The last week of July, in the price range from $50,000 to $100,000, there were 59 houses available and 37 under contract; from $100,000 to $150,000, 44 houses were active and 35 were under contract; from $150,000 to $200,000, 18 active and 22 under contract; from $200,000 to $250,000, 17 active and nine under contract; from $250,000 to $300,000, 15 active and seven under contract; and from $300,000 and up, 15 active and six under contract.

“We don’t get a whole lot of buyers over $400,000 in general, so those numbers don’t bother me as much, but the $200,000 to $250,000 is sad,” said Dimaio. “There’s only 3.1 months of supply in Allegany County.”

“Your first house is your easiest house to buy — after that, you have to sell one to buy one,” she said of what people who would like to buy, but have to sell first, are now experiencing with such short turnarounds. “I sold a house and never even put a sign in the yard. That’s rare.”

One other potential reason for the desire to buy to remain high despite the market shrinking is the flight of people looking to get away from the cramped living of city life, looking for areas with more outdoor space and working from home.

“We get a lot of our business from out of town.

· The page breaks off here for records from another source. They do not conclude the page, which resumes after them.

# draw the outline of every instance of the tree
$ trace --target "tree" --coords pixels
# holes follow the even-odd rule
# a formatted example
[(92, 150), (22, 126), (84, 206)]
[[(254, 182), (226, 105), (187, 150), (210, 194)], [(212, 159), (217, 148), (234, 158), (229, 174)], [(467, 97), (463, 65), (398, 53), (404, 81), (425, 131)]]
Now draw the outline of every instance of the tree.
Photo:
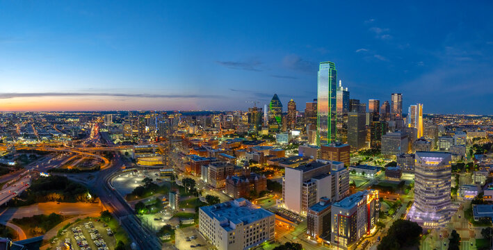
[(377, 247), (378, 250), (400, 250), (419, 244), (423, 228), (417, 223), (404, 219), (398, 219), (389, 228), (387, 235), (382, 238)]
[(185, 187), (188, 191), (195, 188), (195, 180), (191, 178), (184, 178), (181, 180), (181, 183), (183, 183), (183, 186)]
[(209, 205), (214, 205), (221, 202), (219, 197), (211, 194), (207, 194), (205, 196), (205, 200), (207, 201)]
[(303, 246), (300, 243), (286, 242), (274, 248), (273, 250), (302, 250)]
[(135, 211), (139, 215), (143, 215), (147, 212), (147, 208), (142, 201), (135, 204)]
[(460, 245), (460, 235), (457, 233), (457, 231), (453, 230), (451, 234), (451, 238), (449, 239), (448, 250), (459, 250)]
[(113, 218), (113, 216), (111, 216), (111, 213), (109, 211), (104, 210), (101, 212), (101, 219), (103, 221), (108, 222), (111, 218)]

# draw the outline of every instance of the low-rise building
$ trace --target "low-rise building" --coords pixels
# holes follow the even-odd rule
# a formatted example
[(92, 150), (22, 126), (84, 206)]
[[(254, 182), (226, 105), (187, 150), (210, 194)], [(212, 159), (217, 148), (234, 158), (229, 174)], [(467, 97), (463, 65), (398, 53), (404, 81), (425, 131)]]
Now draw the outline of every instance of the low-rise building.
[(391, 181), (401, 181), (402, 170), (398, 167), (387, 167), (385, 168), (385, 178)]
[(307, 213), (307, 234), (312, 239), (323, 238), (330, 233), (330, 208), (332, 203), (327, 197), (308, 208)]
[(199, 209), (199, 231), (218, 250), (248, 249), (274, 238), (275, 215), (240, 198)]
[(378, 220), (378, 190), (359, 191), (331, 208), (330, 244), (338, 249), (353, 249), (355, 243), (370, 233)]
[(349, 166), (348, 169), (351, 174), (359, 174), (366, 177), (375, 177), (380, 172), (382, 168), (380, 167), (363, 165)]

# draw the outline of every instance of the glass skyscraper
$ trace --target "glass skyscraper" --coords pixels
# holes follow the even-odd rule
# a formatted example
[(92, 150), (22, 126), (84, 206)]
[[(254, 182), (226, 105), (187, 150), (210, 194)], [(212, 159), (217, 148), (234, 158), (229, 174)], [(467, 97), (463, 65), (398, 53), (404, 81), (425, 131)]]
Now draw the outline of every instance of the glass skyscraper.
[(318, 68), (317, 145), (335, 142), (337, 70), (335, 63), (322, 62)]

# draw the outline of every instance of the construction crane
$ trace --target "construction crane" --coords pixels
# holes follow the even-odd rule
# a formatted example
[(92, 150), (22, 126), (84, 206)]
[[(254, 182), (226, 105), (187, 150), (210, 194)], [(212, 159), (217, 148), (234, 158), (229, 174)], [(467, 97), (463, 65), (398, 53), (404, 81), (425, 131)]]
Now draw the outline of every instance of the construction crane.
[(257, 107), (257, 102), (260, 102), (260, 101), (245, 101), (245, 103), (253, 103), (254, 107)]

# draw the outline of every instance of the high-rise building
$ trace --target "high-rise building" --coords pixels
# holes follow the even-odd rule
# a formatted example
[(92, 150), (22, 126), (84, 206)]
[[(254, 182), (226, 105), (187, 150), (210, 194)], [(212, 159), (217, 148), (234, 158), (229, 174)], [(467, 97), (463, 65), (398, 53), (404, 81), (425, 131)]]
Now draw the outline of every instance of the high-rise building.
[(421, 138), (424, 133), (424, 124), (423, 122), (423, 104), (411, 105), (409, 106), (409, 114), (407, 114), (407, 126), (410, 128), (416, 128), (417, 130), (417, 138)]
[(365, 112), (348, 113), (348, 144), (354, 150), (359, 150), (364, 147), (366, 141), (366, 119)]
[(332, 203), (327, 197), (308, 208), (307, 215), (307, 234), (312, 239), (326, 236), (330, 233), (330, 208)]
[(340, 162), (316, 160), (298, 167), (286, 167), (282, 179), (283, 206), (307, 215), (321, 197), (339, 201), (349, 194), (349, 172)]
[(104, 115), (104, 125), (111, 126), (113, 124), (113, 115), (107, 114)]
[(339, 87), (337, 88), (337, 114), (347, 113), (349, 112), (349, 91), (348, 88), (342, 87), (342, 81), (339, 81)]
[(331, 208), (330, 244), (337, 249), (353, 249), (355, 243), (370, 233), (378, 221), (378, 191), (359, 191)]
[(305, 122), (306, 124), (316, 124), (316, 99), (307, 102), (305, 108)]
[(369, 99), (368, 101), (368, 111), (377, 115), (380, 114), (380, 101)]
[(390, 104), (389, 101), (385, 101), (380, 107), (380, 119), (382, 121), (390, 120)]
[(393, 120), (403, 119), (403, 95), (401, 93), (392, 93), (391, 99), (391, 118)]
[(317, 145), (336, 140), (336, 86), (337, 70), (335, 64), (322, 62), (318, 68), (317, 98)]
[(248, 108), (248, 124), (251, 129), (259, 131), (262, 128), (262, 109)]
[(407, 218), (425, 228), (444, 227), (453, 212), (450, 153), (417, 152), (414, 203)]
[(248, 249), (274, 239), (275, 220), (244, 198), (199, 208), (199, 231), (218, 250)]
[(288, 102), (287, 123), (289, 129), (294, 129), (296, 126), (296, 103), (293, 99)]
[(274, 97), (270, 100), (268, 110), (268, 131), (270, 134), (279, 133), (282, 126), (282, 103), (277, 97)]
[(325, 160), (335, 160), (344, 163), (346, 167), (349, 167), (349, 155), (351, 147), (348, 144), (339, 142), (322, 145), (321, 148), (321, 159)]
[(409, 140), (405, 132), (387, 133), (382, 136), (382, 154), (391, 156), (407, 153)]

We see it even more now because people are looking at getting out, and if you look at Maryland, Western Maryland is probably as safe as you can find,” said Becky McClarran, of the Cumberland public relations firm McClarran and Williams. “I think people are realizing they can work from their homes. They don’t have to live in the city. They can appreciate the lifestyle that a place like Cumberland or Allegany County has — and if you like to hike and bike and be outdoors and enjoy the mountains, what better place to come to than Western Maryland?”

While businesses as a whole continue to struggle with the strains of the COVID-19 pandemic, McClarran said she has seen an increased appreciation for supporting local businesses rather than box stores, which might also be adding to the appeal of Cumberland and the county as a place to move.